Thailand: Collection surpasses target in first 7 months

  • The government’s revenue collection in the first seven months of fiscal 2022 surpassed its target by 3.7% as a result of the expansion of product import volume, in line with the economic recovery, says Pornchai Thiraveja, director-general of the Fiscal Policy Office.
  • He said the Revenue Department’s collection during the period exceeded the target because of higher collection from personal and corporate income tax.
  • The significant growth in imported products also contributed to the higher value-added tax collection.
  • The government’s net revenue collection in the first seven months of fiscal 2022 stood at THB1.27tr, exceeding the target by THB45.8bn or 3.7%.

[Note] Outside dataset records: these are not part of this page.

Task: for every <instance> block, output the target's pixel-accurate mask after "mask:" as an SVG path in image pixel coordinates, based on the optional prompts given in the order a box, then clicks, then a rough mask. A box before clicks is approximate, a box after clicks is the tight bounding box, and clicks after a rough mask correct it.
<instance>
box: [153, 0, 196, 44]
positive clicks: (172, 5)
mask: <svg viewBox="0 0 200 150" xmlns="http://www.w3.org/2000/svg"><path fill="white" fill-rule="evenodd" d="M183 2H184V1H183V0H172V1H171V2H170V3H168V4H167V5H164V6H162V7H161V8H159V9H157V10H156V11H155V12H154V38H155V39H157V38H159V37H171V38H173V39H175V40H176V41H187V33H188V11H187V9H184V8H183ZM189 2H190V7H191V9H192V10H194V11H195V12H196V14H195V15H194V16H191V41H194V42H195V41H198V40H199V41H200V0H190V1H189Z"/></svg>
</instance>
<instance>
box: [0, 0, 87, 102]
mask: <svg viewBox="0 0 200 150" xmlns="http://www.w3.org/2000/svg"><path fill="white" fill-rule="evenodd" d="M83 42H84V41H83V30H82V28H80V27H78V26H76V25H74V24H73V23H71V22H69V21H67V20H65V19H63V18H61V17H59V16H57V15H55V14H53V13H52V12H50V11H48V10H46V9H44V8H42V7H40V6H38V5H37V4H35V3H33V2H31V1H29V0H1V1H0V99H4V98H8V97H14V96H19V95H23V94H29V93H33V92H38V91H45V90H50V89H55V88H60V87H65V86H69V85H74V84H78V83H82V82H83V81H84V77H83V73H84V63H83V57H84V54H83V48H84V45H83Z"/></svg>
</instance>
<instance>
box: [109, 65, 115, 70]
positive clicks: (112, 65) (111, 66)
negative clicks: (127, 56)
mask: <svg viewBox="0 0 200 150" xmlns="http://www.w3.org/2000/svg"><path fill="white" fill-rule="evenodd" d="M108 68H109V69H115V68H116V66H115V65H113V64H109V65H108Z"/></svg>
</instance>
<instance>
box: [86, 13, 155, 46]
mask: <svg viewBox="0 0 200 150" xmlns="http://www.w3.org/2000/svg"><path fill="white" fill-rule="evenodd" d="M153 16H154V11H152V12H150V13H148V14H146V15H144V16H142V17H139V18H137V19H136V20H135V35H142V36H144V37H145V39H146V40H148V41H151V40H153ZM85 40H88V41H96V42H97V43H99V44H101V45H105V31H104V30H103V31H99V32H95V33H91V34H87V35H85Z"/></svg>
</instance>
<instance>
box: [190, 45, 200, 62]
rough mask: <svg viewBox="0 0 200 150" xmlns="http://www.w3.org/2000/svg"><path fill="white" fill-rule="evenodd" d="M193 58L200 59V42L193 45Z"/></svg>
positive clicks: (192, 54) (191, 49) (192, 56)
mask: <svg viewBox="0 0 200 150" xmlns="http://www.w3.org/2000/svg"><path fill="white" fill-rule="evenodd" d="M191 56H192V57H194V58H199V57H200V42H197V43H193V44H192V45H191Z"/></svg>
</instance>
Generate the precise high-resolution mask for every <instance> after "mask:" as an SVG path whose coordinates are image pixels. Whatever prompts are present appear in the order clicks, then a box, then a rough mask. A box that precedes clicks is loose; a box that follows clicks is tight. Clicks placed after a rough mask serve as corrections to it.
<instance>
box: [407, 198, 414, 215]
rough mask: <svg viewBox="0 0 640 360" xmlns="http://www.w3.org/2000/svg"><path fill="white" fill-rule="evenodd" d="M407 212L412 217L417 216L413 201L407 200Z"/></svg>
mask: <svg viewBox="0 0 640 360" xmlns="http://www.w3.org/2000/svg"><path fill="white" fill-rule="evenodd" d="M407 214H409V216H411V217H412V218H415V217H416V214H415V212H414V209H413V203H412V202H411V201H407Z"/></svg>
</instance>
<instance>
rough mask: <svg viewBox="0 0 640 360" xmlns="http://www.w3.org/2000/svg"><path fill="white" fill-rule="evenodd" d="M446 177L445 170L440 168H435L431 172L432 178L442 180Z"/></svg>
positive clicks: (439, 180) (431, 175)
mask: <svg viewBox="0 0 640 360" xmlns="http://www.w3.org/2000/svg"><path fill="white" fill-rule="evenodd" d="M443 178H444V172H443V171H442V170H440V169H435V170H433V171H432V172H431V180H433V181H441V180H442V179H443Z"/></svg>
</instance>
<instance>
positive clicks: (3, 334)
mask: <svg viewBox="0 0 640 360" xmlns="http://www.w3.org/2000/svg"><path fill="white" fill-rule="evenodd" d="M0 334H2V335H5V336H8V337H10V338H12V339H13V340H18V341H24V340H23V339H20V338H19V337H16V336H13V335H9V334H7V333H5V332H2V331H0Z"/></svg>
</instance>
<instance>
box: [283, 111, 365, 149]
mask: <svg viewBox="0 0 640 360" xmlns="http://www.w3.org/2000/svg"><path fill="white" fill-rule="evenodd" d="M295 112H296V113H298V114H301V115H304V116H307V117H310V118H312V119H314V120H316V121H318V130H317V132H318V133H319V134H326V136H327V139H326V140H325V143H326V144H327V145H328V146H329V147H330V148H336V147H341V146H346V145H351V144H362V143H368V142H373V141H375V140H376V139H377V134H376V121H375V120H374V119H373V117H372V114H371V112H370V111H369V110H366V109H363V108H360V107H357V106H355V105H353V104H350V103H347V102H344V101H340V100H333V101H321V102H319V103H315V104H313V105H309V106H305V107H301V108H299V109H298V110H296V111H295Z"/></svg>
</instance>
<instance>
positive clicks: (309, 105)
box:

  • The total revenue amount represents a 4.5% y/y expansion.
  • The Revenue Department collected around THB1tr of revenue in the period, an increase of THB127bn or 14.5% y/y.
  • The Excise Department collected THB320bn, down 3.3% y/y or THB11.1bn, while the Customs Department collected revenue of THB61.7bn, up 4.8% y/y or THB2.83bn.
  • The Excise Department’s lower revenue collection was partially attributed to the government’s reduction of the excise tax on diesel by THB3 to alleviate the impact of the rising global oil price.
  • This three-month cut in diesel excise tax ended on 20 May 22 and cost the state coffers THB17bn.
  • The government also decided to cut the excise tax on diesel by THB5 from 21 May 22 to 20 Jul 22, which is expected to cost the Excise Department THB19.8bn.
  • The government projected expenses of THB3.1tr in fiscal 2022, with a revenue target of THB2.4tr.
  • Earlier finance permanent secretary Krisada Chinavicharana said if government revenue exceeds the target, the ministry is ready to spend the excess revenue on mitigating hardships caused by the ailing economy.